A one-well option has been exercised by an undisclosed operator offshore Trinidad for heavy-duty ultra-harsh environment jackup VALARIS 249. The one-well option will extend the firm term of the contract by a minimum of 35 days. The operating day rate for the option period is $137,500.
In conjunction with the extension for VALARIS 249, a previously disclosed one-well contract with the same operator offshore Australia for VALARIS 107 has been terminated. The terminated contract was expected to commence in Q1 2024.
Noble Drilling has scored important deals for two drillships and a jack-up. LLOG Deepwater Development Co exercised an option to extend the provisioning of the deepwater drillship Noble Valiant for drilling services in the US Gulf of Mexico. The six-month contract extension will commence in direct continuation of the upcoming contract starting in late January 2024 and will carry the rig into early 2025 operating at a day rate of US$470,000.
Another drillship, Noble Voyager will drill one well offshore Suriname for Petronas Suriname E&P. The 120-day work scope was transferred to Noble Voyager from Noble Discoverer, which was previously assigned the contract option. The contract extension is expected to commence in February at a day rate of US$470,000 and the parties have agreed to add a further one-well option to the contract.

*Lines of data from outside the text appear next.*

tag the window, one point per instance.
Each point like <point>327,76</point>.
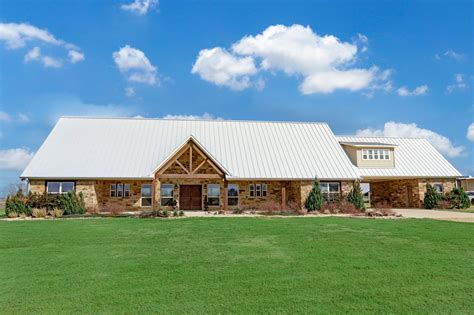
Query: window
<point>59,187</point>
<point>146,195</point>
<point>438,187</point>
<point>330,191</point>
<point>166,195</point>
<point>252,190</point>
<point>258,190</point>
<point>119,190</point>
<point>213,193</point>
<point>375,154</point>
<point>233,194</point>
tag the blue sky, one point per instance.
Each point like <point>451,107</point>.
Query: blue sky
<point>369,67</point>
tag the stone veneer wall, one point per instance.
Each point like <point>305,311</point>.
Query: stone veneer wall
<point>306,187</point>
<point>397,192</point>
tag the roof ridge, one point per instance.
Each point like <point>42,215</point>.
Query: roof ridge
<point>190,119</point>
<point>374,137</point>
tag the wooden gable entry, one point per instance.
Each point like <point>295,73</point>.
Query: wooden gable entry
<point>191,163</point>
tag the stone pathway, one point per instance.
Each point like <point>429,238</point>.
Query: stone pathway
<point>436,214</point>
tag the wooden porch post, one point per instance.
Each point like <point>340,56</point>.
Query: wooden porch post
<point>283,197</point>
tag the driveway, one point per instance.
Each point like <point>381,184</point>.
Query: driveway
<point>436,214</point>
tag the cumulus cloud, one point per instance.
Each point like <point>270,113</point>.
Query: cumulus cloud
<point>35,55</point>
<point>220,67</point>
<point>205,116</point>
<point>395,129</point>
<point>5,117</point>
<point>18,35</point>
<point>140,7</point>
<point>459,83</point>
<point>470,132</point>
<point>420,90</point>
<point>136,65</point>
<point>324,62</point>
<point>15,159</point>
<point>75,56</point>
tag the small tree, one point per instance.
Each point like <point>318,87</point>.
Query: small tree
<point>355,196</point>
<point>432,197</point>
<point>314,201</point>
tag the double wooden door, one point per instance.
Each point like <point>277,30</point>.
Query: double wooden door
<point>190,197</point>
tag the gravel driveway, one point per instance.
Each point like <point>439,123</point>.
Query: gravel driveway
<point>436,214</point>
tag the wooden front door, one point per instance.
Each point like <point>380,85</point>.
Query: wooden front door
<point>190,197</point>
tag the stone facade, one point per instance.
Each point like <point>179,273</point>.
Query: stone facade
<point>405,193</point>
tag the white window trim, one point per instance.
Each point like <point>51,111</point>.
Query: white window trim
<point>60,187</point>
<point>151,196</point>
<point>381,154</point>
<point>218,196</point>
<point>167,197</point>
<point>233,197</point>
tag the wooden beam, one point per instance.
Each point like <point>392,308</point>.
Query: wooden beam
<point>226,200</point>
<point>199,166</point>
<point>190,158</point>
<point>190,176</point>
<point>182,166</point>
<point>283,198</point>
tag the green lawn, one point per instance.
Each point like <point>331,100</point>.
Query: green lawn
<point>237,265</point>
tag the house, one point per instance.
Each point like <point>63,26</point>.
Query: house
<point>221,164</point>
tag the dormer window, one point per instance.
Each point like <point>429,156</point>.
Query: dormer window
<point>375,154</point>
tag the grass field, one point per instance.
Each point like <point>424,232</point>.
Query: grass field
<point>239,265</point>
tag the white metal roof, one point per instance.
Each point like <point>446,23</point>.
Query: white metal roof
<point>413,158</point>
<point>132,148</point>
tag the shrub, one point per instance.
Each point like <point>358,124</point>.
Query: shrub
<point>114,209</point>
<point>355,196</point>
<point>444,204</point>
<point>458,198</point>
<point>39,212</point>
<point>432,197</point>
<point>314,201</point>
<point>18,204</point>
<point>269,207</point>
<point>12,214</point>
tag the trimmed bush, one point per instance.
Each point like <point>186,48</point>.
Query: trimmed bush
<point>458,198</point>
<point>432,197</point>
<point>355,196</point>
<point>314,201</point>
<point>18,204</point>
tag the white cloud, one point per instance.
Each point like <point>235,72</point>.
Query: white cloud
<point>205,116</point>
<point>75,56</point>
<point>5,117</point>
<point>218,66</point>
<point>140,7</point>
<point>15,159</point>
<point>454,55</point>
<point>395,129</point>
<point>458,84</point>
<point>130,91</point>
<point>324,62</point>
<point>420,90</point>
<point>35,55</point>
<point>17,35</point>
<point>470,132</point>
<point>133,62</point>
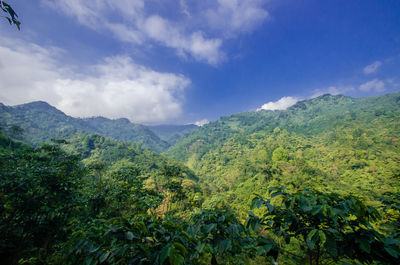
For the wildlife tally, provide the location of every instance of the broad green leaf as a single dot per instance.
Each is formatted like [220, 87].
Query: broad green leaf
[104, 256]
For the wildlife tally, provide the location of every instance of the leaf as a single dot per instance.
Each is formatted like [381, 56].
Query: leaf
[129, 235]
[392, 252]
[311, 239]
[316, 209]
[322, 237]
[164, 253]
[104, 256]
[364, 245]
[331, 247]
[210, 227]
[224, 245]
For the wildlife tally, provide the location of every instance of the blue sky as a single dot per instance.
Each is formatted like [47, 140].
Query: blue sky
[182, 61]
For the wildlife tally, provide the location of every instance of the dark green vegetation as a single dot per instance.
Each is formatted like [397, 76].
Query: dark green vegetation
[88, 199]
[11, 16]
[41, 123]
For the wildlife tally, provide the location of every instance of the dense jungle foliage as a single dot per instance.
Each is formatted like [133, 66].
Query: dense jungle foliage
[315, 184]
[42, 122]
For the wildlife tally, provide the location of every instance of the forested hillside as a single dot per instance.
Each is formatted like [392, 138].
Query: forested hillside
[317, 183]
[172, 133]
[312, 117]
[41, 123]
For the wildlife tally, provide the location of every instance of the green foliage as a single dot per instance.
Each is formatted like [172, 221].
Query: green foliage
[38, 197]
[42, 122]
[93, 200]
[142, 240]
[11, 17]
[329, 226]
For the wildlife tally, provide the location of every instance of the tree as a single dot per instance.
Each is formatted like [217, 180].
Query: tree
[11, 15]
[329, 226]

Wintershall Noordzee contracted the harsh environment jack-up rig Noble Resilient to plug and abandon two wells in the Danish North Sea. The contract has an estimated duration of 60 days and is expected to commence in April.
The company said Resilient was recently involved in an incident in port where another vessel became unmoored and collided with the rig, but a plan for repairs is now in place. The rig is currently completing a scheduled special periodic survey and undergoing repairs in Frederikshavn, Denmark.
Finally, Gulf Marine Services (GMS) announced a contract extension for one small class vessel and a new contract for another small class vessel. GMS is a provider of self-propelled and self-elevating support vessels for the offshore energy sector.
Both the extension and the new contract are for vessels in the Middle East Gulf. The client and the contract’s worth went unnamed but GMS said said the contract extension is for a total duration of 210 days.